Holy Cow! Earth arrives in Google Maps – with obliques

Months ago I’d noticed some cool oblique aerials showing up in Google Maps in the vicinity of Mountain View.  So nice to imagine a world with Pictometry-type imagery that was not just in Bing Maps.

 

Well, today I saw that Marin county, and at least Berkeley, CA and Gettysburg, PA now have oblique imagery in Google Maps, somewhere between the vertical aerial scales and the StreetView Scales.  It’s great to see, but that’s not all I noticed.

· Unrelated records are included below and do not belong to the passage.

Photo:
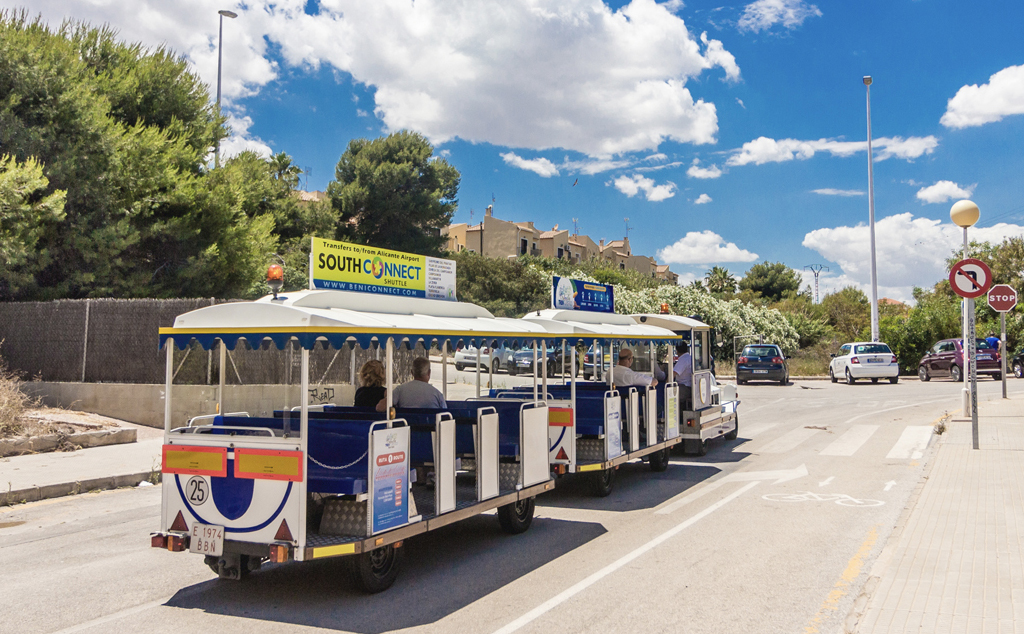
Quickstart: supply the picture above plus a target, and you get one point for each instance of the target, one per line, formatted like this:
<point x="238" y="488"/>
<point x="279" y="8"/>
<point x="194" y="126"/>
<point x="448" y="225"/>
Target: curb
<point x="47" y="492"/>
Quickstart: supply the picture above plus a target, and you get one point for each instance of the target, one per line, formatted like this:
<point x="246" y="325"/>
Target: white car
<point x="466" y="357"/>
<point x="864" y="360"/>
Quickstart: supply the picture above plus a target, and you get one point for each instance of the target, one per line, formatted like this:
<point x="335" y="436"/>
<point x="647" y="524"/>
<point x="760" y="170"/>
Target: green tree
<point x="719" y="280"/>
<point x="392" y="193"/>
<point x="771" y="281"/>
<point x="26" y="213"/>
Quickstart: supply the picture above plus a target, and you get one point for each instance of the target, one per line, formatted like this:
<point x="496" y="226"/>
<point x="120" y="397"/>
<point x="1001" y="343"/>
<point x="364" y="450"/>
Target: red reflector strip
<point x="211" y="461"/>
<point x="560" y="417"/>
<point x="268" y="464"/>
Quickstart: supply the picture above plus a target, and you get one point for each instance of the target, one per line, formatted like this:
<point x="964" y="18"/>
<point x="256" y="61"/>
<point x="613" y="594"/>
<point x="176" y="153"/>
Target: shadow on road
<point x="443" y="572"/>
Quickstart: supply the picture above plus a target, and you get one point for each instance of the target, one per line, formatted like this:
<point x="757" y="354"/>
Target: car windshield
<point x="871" y="348"/>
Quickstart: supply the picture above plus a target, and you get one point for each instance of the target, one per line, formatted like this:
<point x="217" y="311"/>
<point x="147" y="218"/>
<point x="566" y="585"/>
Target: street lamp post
<point x="870" y="215"/>
<point x="220" y="54"/>
<point x="965" y="214"/>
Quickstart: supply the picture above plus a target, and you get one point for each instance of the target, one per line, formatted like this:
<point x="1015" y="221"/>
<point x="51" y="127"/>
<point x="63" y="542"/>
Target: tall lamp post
<point x="220" y="55"/>
<point x="965" y="214"/>
<point x="870" y="214"/>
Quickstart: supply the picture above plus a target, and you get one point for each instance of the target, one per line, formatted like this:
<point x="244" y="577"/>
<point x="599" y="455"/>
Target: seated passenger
<point x="372" y="388"/>
<point x="623" y="376"/>
<point x="418" y="392"/>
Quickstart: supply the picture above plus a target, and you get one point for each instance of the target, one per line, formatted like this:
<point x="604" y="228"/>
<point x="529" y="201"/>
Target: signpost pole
<point x="1003" y="350"/>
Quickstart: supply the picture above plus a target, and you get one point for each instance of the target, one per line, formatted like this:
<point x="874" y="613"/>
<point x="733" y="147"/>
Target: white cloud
<point x="631" y="185"/>
<point x="830" y="192"/>
<point x="695" y="171"/>
<point x="542" y="166"/>
<point x="764" y="150"/>
<point x="704" y="248"/>
<point x="943" y="191"/>
<point x="764" y="14"/>
<point x="909" y="251"/>
<point x="975" y="106"/>
<point x="241" y="140"/>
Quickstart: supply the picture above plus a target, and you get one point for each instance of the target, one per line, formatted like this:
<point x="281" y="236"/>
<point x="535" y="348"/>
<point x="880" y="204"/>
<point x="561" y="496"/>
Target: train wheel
<point x="603" y="481"/>
<point x="516" y="517"/>
<point x="377" y="569"/>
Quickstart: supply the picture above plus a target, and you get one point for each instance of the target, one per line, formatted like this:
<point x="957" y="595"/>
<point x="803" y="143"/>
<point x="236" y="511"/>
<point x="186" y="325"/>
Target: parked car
<point x="762" y="363"/>
<point x="864" y="360"/>
<point x="466" y="357"/>
<point x="945" y="358"/>
<point x="522" y="361"/>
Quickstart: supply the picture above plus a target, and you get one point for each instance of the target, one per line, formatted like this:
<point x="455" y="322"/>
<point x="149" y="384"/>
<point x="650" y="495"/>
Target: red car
<point x="946" y="360"/>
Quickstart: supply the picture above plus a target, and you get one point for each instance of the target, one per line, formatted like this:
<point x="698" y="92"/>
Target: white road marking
<point x="787" y="441"/>
<point x="611" y="567"/>
<point x="911" y="444"/>
<point x="121" y="615"/>
<point x="780" y="476"/>
<point x="849" y="442"/>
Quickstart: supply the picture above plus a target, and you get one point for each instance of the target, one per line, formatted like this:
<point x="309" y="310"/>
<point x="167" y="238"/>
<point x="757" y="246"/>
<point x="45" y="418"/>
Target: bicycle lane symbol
<point x="807" y="496"/>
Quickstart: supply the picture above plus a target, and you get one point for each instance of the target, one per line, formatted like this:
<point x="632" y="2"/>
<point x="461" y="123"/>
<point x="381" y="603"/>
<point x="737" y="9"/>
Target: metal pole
<point x="1003" y="350"/>
<point x="870" y="208"/>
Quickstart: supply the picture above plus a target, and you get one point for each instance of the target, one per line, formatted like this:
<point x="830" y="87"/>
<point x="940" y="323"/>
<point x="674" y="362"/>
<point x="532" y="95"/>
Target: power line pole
<point x="816" y="269"/>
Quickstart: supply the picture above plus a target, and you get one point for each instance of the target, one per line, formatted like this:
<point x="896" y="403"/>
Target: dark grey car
<point x="762" y="363"/>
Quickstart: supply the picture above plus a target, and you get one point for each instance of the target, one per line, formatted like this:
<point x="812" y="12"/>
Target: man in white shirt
<point x="684" y="366"/>
<point x="623" y="376"/>
<point x="418" y="392"/>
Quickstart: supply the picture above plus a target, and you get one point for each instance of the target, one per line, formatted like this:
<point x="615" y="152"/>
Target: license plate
<point x="207" y="540"/>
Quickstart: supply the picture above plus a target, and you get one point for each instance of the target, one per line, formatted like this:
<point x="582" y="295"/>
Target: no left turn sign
<point x="970" y="278"/>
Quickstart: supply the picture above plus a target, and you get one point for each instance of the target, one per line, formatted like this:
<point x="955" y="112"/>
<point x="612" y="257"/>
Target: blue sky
<point x="727" y="132"/>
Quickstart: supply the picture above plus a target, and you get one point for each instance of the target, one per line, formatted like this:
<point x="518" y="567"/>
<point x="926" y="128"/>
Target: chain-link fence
<point x="116" y="341"/>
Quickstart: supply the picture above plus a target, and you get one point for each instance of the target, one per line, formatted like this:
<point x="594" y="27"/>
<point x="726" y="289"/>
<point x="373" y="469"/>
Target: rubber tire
<point x="955" y="374"/>
<point x="732" y="435"/>
<point x="516" y="517"/>
<point x="602" y="482"/>
<point x="376" y="571"/>
<point x="658" y="461"/>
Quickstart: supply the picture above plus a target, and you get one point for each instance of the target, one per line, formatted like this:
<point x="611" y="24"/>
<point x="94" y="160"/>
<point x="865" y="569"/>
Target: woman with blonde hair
<point x="372" y="388"/>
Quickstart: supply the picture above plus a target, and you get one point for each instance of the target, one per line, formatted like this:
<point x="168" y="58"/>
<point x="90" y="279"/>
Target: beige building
<point x="497" y="238"/>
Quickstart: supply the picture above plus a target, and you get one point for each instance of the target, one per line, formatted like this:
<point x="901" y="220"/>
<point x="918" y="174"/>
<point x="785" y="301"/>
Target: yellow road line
<point x="842" y="587"/>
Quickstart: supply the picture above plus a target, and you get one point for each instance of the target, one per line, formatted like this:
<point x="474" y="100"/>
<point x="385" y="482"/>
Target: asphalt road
<point x="774" y="532"/>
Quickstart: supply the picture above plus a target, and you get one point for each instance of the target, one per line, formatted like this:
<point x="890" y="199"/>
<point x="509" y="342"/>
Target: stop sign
<point x="1001" y="298"/>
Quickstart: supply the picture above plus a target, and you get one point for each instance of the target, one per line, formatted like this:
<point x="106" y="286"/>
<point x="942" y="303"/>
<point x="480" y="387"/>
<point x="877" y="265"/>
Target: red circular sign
<point x="970" y="278"/>
<point x="1003" y="298"/>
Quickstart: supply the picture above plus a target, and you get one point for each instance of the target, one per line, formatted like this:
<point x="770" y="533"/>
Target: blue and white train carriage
<point x="271" y="478"/>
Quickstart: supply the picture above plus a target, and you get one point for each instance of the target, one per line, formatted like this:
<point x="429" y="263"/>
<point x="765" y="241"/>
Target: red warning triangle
<point x="284" y="535"/>
<point x="179" y="523"/>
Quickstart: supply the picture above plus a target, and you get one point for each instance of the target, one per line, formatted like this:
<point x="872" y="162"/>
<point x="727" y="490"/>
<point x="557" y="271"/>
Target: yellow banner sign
<point x="344" y="266"/>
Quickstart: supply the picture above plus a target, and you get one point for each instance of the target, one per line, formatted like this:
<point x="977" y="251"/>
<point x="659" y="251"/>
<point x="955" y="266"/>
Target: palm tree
<point x="719" y="280"/>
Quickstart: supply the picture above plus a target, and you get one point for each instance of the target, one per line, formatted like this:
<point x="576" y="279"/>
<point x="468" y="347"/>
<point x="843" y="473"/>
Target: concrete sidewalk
<point x="955" y="563"/>
<point x="38" y="476"/>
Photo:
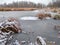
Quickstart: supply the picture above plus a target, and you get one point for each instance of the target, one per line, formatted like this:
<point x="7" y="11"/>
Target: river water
<point x="34" y="28"/>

As I poked around, I hovered near the Maps button and Traffic view, and out pops an Earth button.  Have I seen this before?  I tried it out and whoosh!  I got the Google Earth plugin going with no effort.  Almost made me glad to be using Windows ;^)

 

Google Earth view of Berkeley, with 3D Warehouse buildings—as part of Google Maps (in Windows)

 

The interface tweaks to Earth in Maps are brilliant IMHO.  There is a hyperbolic path that brings people in from a vertical view to something reasonably horizontal.  All the keyboard navigation controls are there, and the two buttons to modify look direction and look location are exquisite.  Props to the Earth plugin team!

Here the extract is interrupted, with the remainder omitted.